Bobby shrugged. "Most of the civvies are like that. That's why hunters don't settle down."

"I never really cared, anyways," admitted Chuck. "Never really was that interested. I know you had a wife, Bobby, I saw the rising of the witnesses. What's your story?"

Bobby shook his head. "If you know the rising of the witnesses, you know the story. Was married young… she was perfect. But a demon possessed her, and…" he sighed. "She didn't make it."

Bobby looked up to see Chuck's pitying eyes, and was repulsed.

"Oh stop it with that crybaby shit," Bobby grumbled. "That's my story, not yours."

"No, I mean," Chuck insisted, looking away. "It's horrible, really."

"I'm aware," Bobby growled.

"This is what I hate about humanity," came his suddenly irritated reply. "That these things have to happen."

Bobby wondered how much of his opinion was Chuck's, and how much was God's. Bobby also wondered if there was any meaningful distinction.

"I've had one too many angsty conversations about all the evil in the world for my lifetime," is what Bobby decided to say. "So if we could just not, that would be great, thanks."

Chuck put his glasses back on. "I know, but sometimes I just can't suppress the urge, you know?"

Yeah, Bobby did know the feeling. He leaned back down into the books, and the conversation was over.

Sam and Dean stayed gone for a while, one hunt leading on to the next in the way that these things do. They called Bobby every week or so, asked how Chuck was doing, asked how the research was going.

Occasionally, Chuck had an exciting new spell to share with them or a couple of questions to ask about angels, but mostly he just alternated his time reading up about angels, writing about angels in the compendium he was working on, or doing chores around Bobby's house.

Hunters would drop in, or phone, and Bobby always introduced him as 'Chuck, a new hunter.' They'd ask Bobby to research things, Bobby would turn to Chuck, and Chuck would give some sort of put upon sigh as he wrote down what they wanted to know.

On this day, Chuck was doing the dishes. "Bobby, are you ever going to tell me to get my own place?" he asked curiously.

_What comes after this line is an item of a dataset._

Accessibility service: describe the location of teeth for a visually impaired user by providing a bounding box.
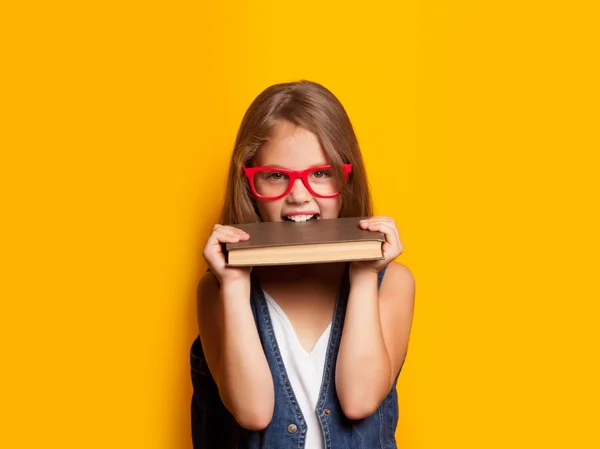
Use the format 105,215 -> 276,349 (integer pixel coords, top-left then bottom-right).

To his surprise, Bobby shrugged. "I was gonna," he rumbled, "Lived alone for fifteen years, wasn't gonna stop anytime soon. What's worse is you're a young man, and young men annoy the shit out of me," a chuckle escaped his lips. "You've seen those two. But you're surprisingly good company. You always do the chores I hate, you'll drink with me if I want, and you fuck off when I want." He shrugged.

Bobby calculated his next statement. "Most of the time, you act more like a sorry old man than you do someone in his mid-twenties." Bobby had taken to speaking to Chuck the way he would speak to Rufus or another cranky old hunter, not like someone his age.

He didn't expect the laughter that erupted from Chuck. "You have no idea how many people have told me that," he joked, tone just a tad heavy. "When you're a kid, they say 'he carries the weight on his shoulders,' all sad and soft, but when you're an adult they just snap and say 'lighten up,' like Dean does."

"Well, that doesn't change," he smiled grimly. "That kid's such an asshole. But no, Chuck, I'm not going to tell you to get out anytime soon."

Chuck smiled, knowing, and kept right on doing the dishes.